Why Students Sleep So Badly
University students average 6 to 7 hours of sleep per night — below the recommended 7 to 9 hours. The consequences are significant: impaired memory consolidation, reduced immune function, worse academic performance, and increased risk of anxiety and depression.
The irony: most students sacrifice sleep to study more, when sleep is itself one of the most powerful study tools available. Memory consolidation happens primarily during sleep.
The Circadian Rhythm
The circadian rhythm is a roughly 24-hour biological cycle driven by the suprachiasmatic nucleus (SCN) in the hypothalamus. Light is the most powerful regulator of sleep timing. Getting bright light in the morning and reducing light exposure in the evening will do more for your sleep quality than almost any supplement.
Blue Light: The Real Problem
Blue-wavelength light from screens suppresses melatonin because the photoreceptors in the eye are most sensitive to blue wavelengths. Use blue light filters in the evening and ideally stop using screens 30 to 60 minutes before bed.

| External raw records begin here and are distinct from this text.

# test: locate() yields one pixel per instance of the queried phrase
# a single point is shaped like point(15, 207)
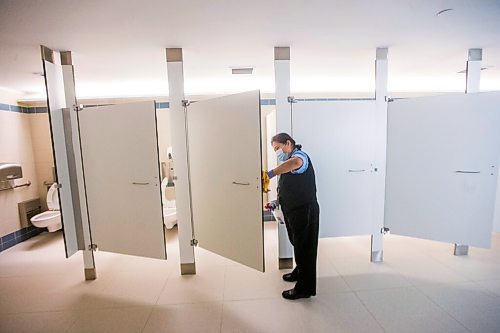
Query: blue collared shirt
point(305, 161)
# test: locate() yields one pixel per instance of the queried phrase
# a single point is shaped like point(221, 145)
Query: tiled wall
point(19, 236)
point(16, 146)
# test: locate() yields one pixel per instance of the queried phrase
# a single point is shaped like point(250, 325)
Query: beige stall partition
point(122, 177)
point(225, 163)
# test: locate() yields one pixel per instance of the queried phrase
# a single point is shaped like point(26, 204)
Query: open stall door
point(122, 178)
point(225, 163)
point(442, 166)
point(62, 150)
point(338, 137)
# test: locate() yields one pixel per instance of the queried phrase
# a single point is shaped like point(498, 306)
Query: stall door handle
point(237, 183)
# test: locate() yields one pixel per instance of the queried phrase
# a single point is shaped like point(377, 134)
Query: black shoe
point(293, 294)
point(289, 277)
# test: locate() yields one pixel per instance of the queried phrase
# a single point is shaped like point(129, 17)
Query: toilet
point(169, 210)
point(50, 219)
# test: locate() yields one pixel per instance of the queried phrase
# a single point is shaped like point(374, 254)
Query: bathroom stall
point(338, 135)
point(120, 185)
point(442, 167)
point(441, 172)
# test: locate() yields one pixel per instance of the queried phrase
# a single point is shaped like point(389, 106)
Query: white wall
point(16, 147)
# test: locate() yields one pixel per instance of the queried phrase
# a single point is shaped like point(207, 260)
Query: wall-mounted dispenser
point(9, 172)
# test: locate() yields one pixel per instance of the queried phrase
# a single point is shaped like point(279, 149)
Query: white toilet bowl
point(169, 210)
point(169, 217)
point(50, 219)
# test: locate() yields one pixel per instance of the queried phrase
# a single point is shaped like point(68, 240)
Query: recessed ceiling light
point(482, 68)
point(444, 11)
point(242, 70)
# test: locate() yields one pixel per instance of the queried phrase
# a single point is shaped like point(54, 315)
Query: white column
point(473, 76)
point(79, 201)
point(179, 150)
point(381, 75)
point(473, 71)
point(283, 124)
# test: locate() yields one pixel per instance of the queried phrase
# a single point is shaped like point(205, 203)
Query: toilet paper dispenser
point(8, 173)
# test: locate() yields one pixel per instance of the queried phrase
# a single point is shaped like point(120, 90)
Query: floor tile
point(203, 317)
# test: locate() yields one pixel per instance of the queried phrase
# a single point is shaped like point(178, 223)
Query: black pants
point(302, 225)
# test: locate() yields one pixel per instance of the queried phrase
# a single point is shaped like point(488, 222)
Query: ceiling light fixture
point(242, 70)
point(444, 11)
point(482, 68)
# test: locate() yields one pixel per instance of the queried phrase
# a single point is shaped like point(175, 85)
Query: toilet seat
point(53, 198)
point(50, 219)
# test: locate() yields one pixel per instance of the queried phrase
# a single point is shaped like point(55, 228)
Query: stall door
point(442, 155)
point(122, 178)
point(62, 150)
point(338, 137)
point(225, 163)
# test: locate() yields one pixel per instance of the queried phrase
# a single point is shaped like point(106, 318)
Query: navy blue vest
point(296, 190)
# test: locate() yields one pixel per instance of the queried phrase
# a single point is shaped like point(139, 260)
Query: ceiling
point(119, 46)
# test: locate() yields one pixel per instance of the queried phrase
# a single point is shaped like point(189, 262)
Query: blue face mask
point(282, 157)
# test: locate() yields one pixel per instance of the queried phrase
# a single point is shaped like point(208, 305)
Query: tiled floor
point(420, 287)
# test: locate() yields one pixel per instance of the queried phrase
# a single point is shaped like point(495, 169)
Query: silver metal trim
point(377, 256)
point(285, 263)
point(90, 274)
point(461, 250)
point(237, 183)
point(475, 55)
point(188, 269)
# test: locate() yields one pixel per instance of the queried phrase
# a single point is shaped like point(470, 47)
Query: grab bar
point(16, 186)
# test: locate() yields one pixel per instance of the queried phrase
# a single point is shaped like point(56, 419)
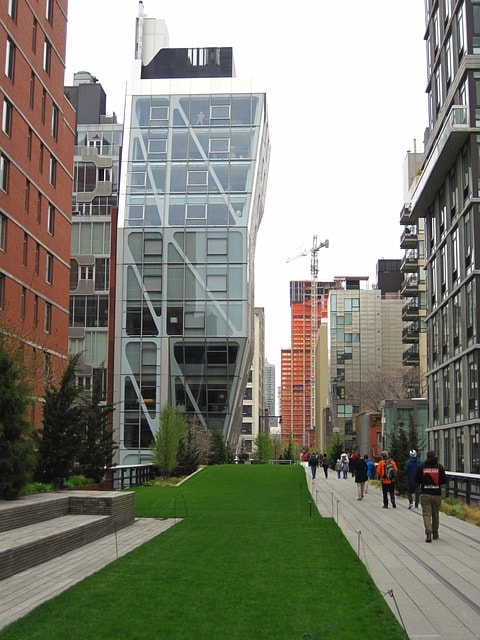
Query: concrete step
point(36, 529)
point(29, 546)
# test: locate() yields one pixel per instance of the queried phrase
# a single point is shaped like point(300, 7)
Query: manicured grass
point(251, 559)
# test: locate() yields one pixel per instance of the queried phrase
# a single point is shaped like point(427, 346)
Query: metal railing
point(125, 476)
point(463, 486)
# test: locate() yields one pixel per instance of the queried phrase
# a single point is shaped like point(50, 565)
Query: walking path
point(433, 589)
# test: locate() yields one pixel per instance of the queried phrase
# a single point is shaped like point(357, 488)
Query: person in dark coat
point(413, 489)
point(361, 475)
point(313, 464)
point(430, 475)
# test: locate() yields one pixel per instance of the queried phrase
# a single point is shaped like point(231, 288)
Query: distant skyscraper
point(269, 387)
point(365, 338)
point(94, 227)
point(296, 362)
point(194, 173)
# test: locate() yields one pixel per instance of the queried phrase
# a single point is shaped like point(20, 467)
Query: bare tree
point(394, 384)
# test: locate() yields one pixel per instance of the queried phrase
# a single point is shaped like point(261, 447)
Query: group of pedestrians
point(424, 487)
point(315, 460)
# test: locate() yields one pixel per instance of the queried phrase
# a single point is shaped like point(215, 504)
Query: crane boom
point(315, 248)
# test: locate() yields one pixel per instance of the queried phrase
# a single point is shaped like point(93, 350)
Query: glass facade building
point(194, 169)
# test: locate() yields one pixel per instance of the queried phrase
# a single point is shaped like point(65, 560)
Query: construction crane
point(314, 249)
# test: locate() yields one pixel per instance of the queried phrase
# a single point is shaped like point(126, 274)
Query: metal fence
point(464, 487)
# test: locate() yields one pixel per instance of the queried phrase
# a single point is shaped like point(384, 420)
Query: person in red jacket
point(431, 475)
point(388, 484)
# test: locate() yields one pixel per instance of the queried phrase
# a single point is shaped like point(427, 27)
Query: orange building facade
point(297, 377)
point(36, 159)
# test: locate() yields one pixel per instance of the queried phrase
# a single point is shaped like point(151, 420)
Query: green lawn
point(252, 559)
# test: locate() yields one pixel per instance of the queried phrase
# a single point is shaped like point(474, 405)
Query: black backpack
point(389, 472)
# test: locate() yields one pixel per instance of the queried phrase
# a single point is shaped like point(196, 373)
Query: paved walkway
point(21, 593)
point(433, 589)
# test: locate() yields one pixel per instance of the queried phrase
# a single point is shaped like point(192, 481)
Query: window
point(47, 56)
point(197, 178)
point(49, 10)
point(37, 259)
point(39, 207)
point(10, 59)
point(3, 232)
point(27, 195)
point(29, 143)
point(34, 35)
point(219, 145)
point(4, 172)
point(472, 386)
point(48, 317)
point(52, 171)
point(7, 117)
point(44, 104)
point(32, 90)
point(25, 250)
point(159, 113)
point(49, 269)
point(51, 219)
point(23, 303)
point(54, 123)
point(196, 211)
point(220, 112)
point(457, 373)
point(217, 246)
point(35, 311)
point(217, 282)
point(12, 9)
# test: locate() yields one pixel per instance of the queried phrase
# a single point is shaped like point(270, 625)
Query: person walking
point(325, 465)
point(338, 468)
point(370, 471)
point(313, 464)
point(344, 465)
point(387, 477)
point(431, 475)
point(361, 471)
point(413, 489)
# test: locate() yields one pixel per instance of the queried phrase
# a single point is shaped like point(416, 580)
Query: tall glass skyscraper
point(192, 189)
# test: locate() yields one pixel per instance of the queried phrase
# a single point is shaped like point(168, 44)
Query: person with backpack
point(313, 464)
point(430, 475)
point(387, 470)
point(361, 475)
point(413, 488)
point(370, 471)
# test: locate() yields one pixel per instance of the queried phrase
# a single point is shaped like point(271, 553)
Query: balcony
point(409, 286)
point(409, 238)
point(406, 216)
point(411, 333)
point(411, 356)
point(410, 311)
point(410, 261)
point(448, 144)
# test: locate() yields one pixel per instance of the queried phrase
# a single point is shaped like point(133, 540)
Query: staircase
point(38, 528)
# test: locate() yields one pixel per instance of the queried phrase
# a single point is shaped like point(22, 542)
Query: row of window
point(6, 167)
point(26, 295)
point(12, 10)
point(446, 392)
point(442, 62)
point(27, 240)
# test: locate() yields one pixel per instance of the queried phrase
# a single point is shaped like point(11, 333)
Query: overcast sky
point(345, 84)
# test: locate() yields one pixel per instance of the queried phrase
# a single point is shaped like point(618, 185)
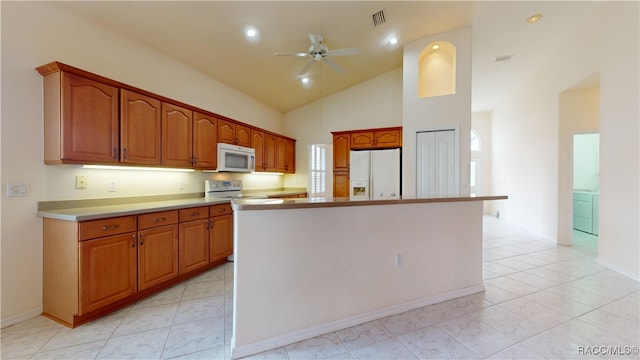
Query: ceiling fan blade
point(343, 52)
point(306, 67)
point(291, 54)
point(335, 66)
point(315, 39)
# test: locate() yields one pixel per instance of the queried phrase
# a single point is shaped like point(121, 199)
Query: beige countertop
point(91, 209)
point(284, 204)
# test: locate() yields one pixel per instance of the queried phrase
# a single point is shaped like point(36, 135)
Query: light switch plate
point(17, 189)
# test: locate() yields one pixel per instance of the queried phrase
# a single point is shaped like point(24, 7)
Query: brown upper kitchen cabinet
point(177, 135)
point(81, 118)
point(205, 135)
point(234, 133)
point(257, 143)
point(140, 129)
point(341, 148)
point(290, 157)
point(376, 139)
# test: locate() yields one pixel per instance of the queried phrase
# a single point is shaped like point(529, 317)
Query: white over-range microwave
point(234, 158)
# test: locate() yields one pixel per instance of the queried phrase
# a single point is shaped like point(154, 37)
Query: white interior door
point(436, 159)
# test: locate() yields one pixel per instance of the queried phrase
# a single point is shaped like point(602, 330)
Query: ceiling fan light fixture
point(534, 18)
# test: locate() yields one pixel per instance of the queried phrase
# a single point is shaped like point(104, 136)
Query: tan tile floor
point(542, 301)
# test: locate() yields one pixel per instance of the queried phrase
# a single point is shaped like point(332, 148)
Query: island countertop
point(322, 202)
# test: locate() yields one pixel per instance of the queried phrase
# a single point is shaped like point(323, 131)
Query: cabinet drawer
point(106, 227)
point(223, 209)
point(197, 213)
point(157, 219)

Caffeine: The Half-Life Problem
Caffeine has a half-life of approximately 5 to 7 hours. A coffee at 3pm still has half its caffeine at 8-10pm. Stop consuming caffeine by 2pm if you want to sleep by 11pm.
A Practical System for Students
Fix your wake time first — not your bedtime. Getting up at the same time every day is the single most powerful thing you can do for sleep consistency. Avoid long naps after 3pm. Get outside in the morning. Stop caffeine at 2pm. Dim your screens after 9pm. Keep your bedroom cool and dark.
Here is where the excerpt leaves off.